What’s been your experience as a woman in a male-dominated industry?

I never think of myself as a female chef. I was on this show recently — “The Kelly Clarkson Show” — and the teleprompter was wanting her to describe me as one of the country’s top female chefs, and she asked me if she could say I’m one of the country’s greatest chefs, and I was like, “hell yeah.” Why do we have to be described as women, not just as great?

I think of it more that way, but I know that at the same time, it is important to talk about as a way to reach more women in the industry. For me, it’s a juggle, too. I happen to have waited longer in life to have a baby. I established a career, and I now have a six-year-old, so I’m trying to juggle family and work. It’s so nice to inspire others, and there is a way to balance both. It’s about surrounding yourself with people you trust.

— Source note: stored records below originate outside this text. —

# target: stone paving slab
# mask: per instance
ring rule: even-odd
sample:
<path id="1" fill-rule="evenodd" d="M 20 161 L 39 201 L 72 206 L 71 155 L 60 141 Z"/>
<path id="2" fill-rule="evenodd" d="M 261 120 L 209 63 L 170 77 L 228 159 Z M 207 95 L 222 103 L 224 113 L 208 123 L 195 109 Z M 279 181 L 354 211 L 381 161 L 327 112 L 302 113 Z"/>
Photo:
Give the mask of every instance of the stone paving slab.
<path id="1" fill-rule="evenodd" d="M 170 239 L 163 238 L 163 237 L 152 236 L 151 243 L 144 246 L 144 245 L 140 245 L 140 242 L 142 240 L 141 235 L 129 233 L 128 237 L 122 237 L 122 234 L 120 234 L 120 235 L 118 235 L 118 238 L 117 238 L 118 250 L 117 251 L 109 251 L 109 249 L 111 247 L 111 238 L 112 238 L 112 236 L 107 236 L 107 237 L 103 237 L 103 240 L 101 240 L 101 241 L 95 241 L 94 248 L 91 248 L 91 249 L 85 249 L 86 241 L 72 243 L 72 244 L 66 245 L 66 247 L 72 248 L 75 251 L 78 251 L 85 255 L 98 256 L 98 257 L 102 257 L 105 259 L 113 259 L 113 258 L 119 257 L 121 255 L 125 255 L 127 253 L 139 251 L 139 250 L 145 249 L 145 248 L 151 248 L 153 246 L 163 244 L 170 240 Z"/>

On that note, how would you describe your leadership style?

I definitely lead from doing. My team knows I work every day of the week. Today, I’m here setting up a station on garde manger. They see that I work hard and I try to know everyone on the team. I always try to be accessible to everyone. I’ve worked in some restaurants that, when the chef comes in from out of town, it’s like some random famous person comes in the kitchen. But I just go in and say, ‘What’s up?’ I can’t be in all the restaurants in Chicago and Los Angeles all the time, but I know it’s not a strange thing to see me come around.

What’s your advice to young women entering the industry?

Find the restaurants where there is the kind of environment that should be in all restaurants. You want to work in an inclusive restaurant that gives opportunity to everyone and anyone, with chefs who believe in teaching and growing the team — and helping find the right career paths for you.